AI crawlers may not execute JavaScript, and even those that do may not wait for async rendering to complete. If your structured data or key content is injected after page load by JavaScript, it may be invisible to AI systems.

Server-Side Rendering (SSR) Requirements

Content TypeMust be SSRNotes
JSON-LD schema blocksYesNever inject via useEffect or async JS
Page title and meta descriptionYesRequired for AI snippet extraction
Product name, price, availabilityYesCore e-commerce data AI systems need
FAQ section contentYesMust be in initial HTML for FAQ schema to work
Review and rating contentYesAggregate ratings must be server-rendered
Breadcrumb navigationYesSchema and visible crumbs must match
Open Graph / Twitter Card tagsYesUsed by social AI and link previews

What AI Crawlers May Skip

  • Content loaded via lazy loading (IntersectionObserver) if not pre-rendered
  • Data fetched from APIs on the client side (prices from a headless API, for example)
  • Content inside <iframe> elements
  • Content gated behind login or cookie consent walls
  • Schema injected via Google Tag Manager (GTM is not reliable for AI crawlers)

For React / Headless Platforms

Use SSR or static site generation (SSG) frameworks:

  • Next.js — Use getServerSideProps or getStaticProps for product data
  • Gatsby — Static generation of product pages at build time
  • Nuxt.js — Server-side rendering mode
  • WooCommerce — Standard WordPress PHP rendering is SSR by default
  • BigCommerce — Stencil themes render server-side; ensure schema is in {{inject}} calls, not post-load JS

2. AI Bot Access — Do Not Block AI Crawlers

A significant percentage of sites unintentionally block AI crawlers through WAF rules, bot protection settings, or overly aggressive robots.txt configurations. This is invisible to humans but eliminates GEO potential entirely.

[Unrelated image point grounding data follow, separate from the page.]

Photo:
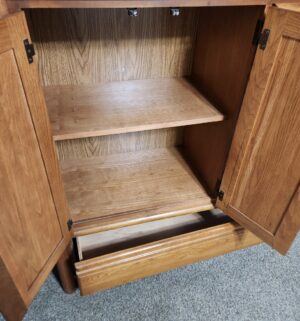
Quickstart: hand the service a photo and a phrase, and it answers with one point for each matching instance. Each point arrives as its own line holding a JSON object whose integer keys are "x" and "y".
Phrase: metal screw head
{"x": 175, "y": 12}
{"x": 132, "y": 12}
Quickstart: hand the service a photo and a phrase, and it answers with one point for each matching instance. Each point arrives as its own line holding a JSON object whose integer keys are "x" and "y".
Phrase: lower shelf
{"x": 130, "y": 188}
{"x": 181, "y": 247}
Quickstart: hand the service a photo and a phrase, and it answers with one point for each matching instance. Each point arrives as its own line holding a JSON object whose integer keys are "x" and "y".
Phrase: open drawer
{"x": 119, "y": 256}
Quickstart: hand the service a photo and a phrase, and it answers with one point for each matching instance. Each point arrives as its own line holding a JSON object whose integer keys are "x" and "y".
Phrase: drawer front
{"x": 124, "y": 266}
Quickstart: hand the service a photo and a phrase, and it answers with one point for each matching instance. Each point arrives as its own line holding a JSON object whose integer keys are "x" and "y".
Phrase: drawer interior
{"x": 116, "y": 257}
{"x": 106, "y": 242}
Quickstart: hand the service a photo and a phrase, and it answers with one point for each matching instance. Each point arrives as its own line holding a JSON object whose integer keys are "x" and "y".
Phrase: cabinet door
{"x": 261, "y": 179}
{"x": 34, "y": 214}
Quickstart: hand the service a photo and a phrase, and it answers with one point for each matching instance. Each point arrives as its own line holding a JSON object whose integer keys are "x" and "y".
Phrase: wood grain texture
{"x": 135, "y": 3}
{"x": 93, "y": 245}
{"x": 30, "y": 221}
{"x": 263, "y": 170}
{"x": 125, "y": 189}
{"x": 126, "y": 106}
{"x": 289, "y": 6}
{"x": 12, "y": 306}
{"x": 121, "y": 267}
{"x": 34, "y": 225}
{"x": 224, "y": 42}
{"x": 95, "y": 46}
{"x": 116, "y": 144}
{"x": 3, "y": 8}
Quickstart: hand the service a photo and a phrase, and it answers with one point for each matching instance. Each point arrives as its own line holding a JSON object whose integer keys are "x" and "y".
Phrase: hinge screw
{"x": 221, "y": 195}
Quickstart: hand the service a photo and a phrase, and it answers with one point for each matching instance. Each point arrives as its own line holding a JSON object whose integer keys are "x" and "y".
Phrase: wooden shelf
{"x": 125, "y": 189}
{"x": 126, "y": 106}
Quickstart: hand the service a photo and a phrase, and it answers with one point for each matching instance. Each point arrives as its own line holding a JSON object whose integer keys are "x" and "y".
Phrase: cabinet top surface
{"x": 137, "y": 3}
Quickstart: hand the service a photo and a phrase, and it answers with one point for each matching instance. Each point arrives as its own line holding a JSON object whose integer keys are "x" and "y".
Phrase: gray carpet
{"x": 255, "y": 284}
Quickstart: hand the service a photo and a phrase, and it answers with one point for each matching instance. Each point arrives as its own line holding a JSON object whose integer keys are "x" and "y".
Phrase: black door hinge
{"x": 261, "y": 36}
{"x": 70, "y": 224}
{"x": 263, "y": 39}
{"x": 220, "y": 195}
{"x": 29, "y": 50}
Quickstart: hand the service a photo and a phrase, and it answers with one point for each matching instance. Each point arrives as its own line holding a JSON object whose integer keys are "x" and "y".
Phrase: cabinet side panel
{"x": 12, "y": 306}
{"x": 30, "y": 229}
{"x": 222, "y": 62}
{"x": 263, "y": 169}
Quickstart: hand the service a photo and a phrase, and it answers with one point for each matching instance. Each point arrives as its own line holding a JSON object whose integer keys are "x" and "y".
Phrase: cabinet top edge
{"x": 22, "y": 4}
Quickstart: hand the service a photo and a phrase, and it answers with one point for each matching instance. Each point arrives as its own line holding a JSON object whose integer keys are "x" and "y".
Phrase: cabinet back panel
{"x": 115, "y": 144}
{"x": 84, "y": 46}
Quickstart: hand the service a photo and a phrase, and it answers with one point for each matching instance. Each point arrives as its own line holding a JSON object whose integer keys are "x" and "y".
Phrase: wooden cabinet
{"x": 134, "y": 131}
{"x": 33, "y": 230}
{"x": 262, "y": 174}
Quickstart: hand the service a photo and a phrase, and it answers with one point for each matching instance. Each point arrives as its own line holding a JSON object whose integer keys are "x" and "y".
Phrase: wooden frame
{"x": 259, "y": 121}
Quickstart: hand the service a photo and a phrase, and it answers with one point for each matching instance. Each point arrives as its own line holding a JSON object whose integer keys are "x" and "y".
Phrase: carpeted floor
{"x": 255, "y": 284}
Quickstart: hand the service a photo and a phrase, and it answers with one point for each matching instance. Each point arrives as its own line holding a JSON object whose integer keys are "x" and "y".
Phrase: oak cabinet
{"x": 130, "y": 134}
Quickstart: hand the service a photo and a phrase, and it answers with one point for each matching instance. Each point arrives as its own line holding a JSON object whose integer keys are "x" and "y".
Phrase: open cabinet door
{"x": 260, "y": 186}
{"x": 34, "y": 213}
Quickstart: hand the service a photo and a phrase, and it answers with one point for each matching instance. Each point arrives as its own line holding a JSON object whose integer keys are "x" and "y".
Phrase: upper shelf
{"x": 133, "y": 3}
{"x": 125, "y": 106}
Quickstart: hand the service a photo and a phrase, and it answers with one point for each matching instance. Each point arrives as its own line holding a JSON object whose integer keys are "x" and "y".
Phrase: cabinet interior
{"x": 143, "y": 109}
{"x": 111, "y": 241}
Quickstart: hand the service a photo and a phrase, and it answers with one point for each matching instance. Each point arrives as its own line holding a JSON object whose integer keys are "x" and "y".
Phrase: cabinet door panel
{"x": 263, "y": 170}
{"x": 33, "y": 229}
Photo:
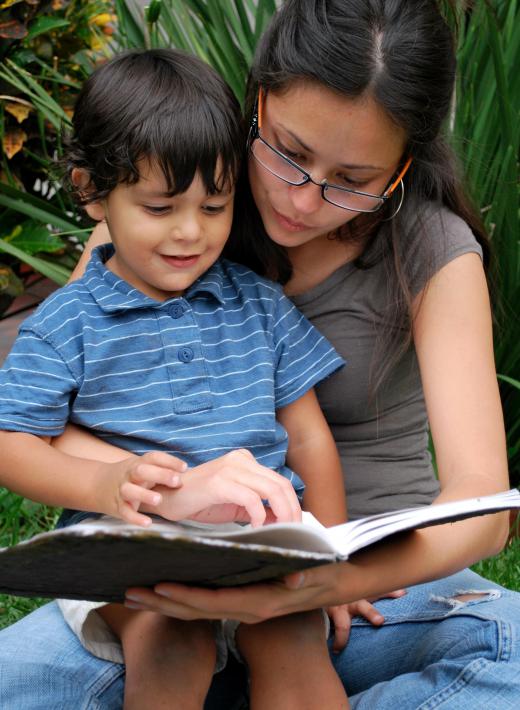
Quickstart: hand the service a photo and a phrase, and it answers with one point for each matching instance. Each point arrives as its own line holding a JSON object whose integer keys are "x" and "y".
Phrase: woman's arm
{"x": 100, "y": 235}
{"x": 312, "y": 454}
{"x": 454, "y": 344}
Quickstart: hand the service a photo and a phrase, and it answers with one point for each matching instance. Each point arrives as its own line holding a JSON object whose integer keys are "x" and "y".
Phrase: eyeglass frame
{"x": 254, "y": 134}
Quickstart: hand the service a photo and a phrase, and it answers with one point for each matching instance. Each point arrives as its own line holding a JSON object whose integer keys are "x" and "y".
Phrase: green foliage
{"x": 504, "y": 569}
{"x": 20, "y": 520}
{"x": 46, "y": 50}
{"x": 486, "y": 131}
{"x": 224, "y": 34}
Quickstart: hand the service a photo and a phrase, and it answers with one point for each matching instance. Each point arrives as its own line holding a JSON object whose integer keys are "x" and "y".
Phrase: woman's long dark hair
{"x": 400, "y": 52}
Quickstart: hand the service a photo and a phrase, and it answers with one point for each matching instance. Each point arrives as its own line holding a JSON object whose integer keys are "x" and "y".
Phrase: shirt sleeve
{"x": 303, "y": 356}
{"x": 439, "y": 237}
{"x": 36, "y": 387}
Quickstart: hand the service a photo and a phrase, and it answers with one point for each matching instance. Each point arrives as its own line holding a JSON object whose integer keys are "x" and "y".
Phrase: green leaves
{"x": 224, "y": 34}
{"x": 487, "y": 135}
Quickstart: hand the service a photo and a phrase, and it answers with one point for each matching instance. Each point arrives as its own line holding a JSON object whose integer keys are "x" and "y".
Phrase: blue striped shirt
{"x": 196, "y": 376}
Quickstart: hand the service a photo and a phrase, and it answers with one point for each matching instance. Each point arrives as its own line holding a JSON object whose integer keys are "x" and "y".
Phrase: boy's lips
{"x": 181, "y": 262}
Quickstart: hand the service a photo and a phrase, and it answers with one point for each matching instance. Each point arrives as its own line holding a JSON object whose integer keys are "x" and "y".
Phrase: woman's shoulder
{"x": 436, "y": 237}
{"x": 442, "y": 226}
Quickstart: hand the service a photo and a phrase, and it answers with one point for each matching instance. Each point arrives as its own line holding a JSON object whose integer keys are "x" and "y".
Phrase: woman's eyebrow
{"x": 348, "y": 166}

Whitelist These AI Crawler User Agents

Ensure these user agents are explicitly allowed in your WAF, CDN, and robots.txt:

Bot NameUser AgentSystem
Google's AI crawlerGooglebotGoogle AI Overviews, Shopping Graph
Google's extended botGoogle-ExtendedGoogle Gemini training data
OpenAI's crawlerGPTBotChatGPT, OpenAI systems
OpenAI's realtime crawlerChatGPT-UserChatGPT search
Anthropic's crawlerClaudeBotClaude AI
Perplexity's crawlerPerplexityBotPerplexity AI
Meta's crawlerMeta-ExternalAgentMeta AI
Common CrawlCCBotUsed by many AI training datasets

robots.txt Configuration

User-agent: *
Allow: /

# Explicitly allow all major AI crawlers
User-agent: GPTBot
Allow: /

User-agent: ChatGPT-User
Allow: /

User-agent: ClaudeBot
Allow: /

User-agent: PerplexityBot
Allow: /

User-agent: Google-Extended
Allow: /

User-agent: Meta-ExternalAgent
Allow: /

Sitemap: https://www.example.com/sitemap.xml

# AI resource declarations (emerging standards)
LLMs: https://www.example.com/llms.txt
Manifest: https://www.example.com/products-manifest.json
MCP: https://www.example.com/mcp

If your site has an MCP server, also add:

Allow: /mcp
Allow: /.well-known/mcp.json

For full MCP discovery setup — including .well-known/mcp.json, llms.txt references, registry submission, and tool descriptions — see the dedicated MCP Discovery page.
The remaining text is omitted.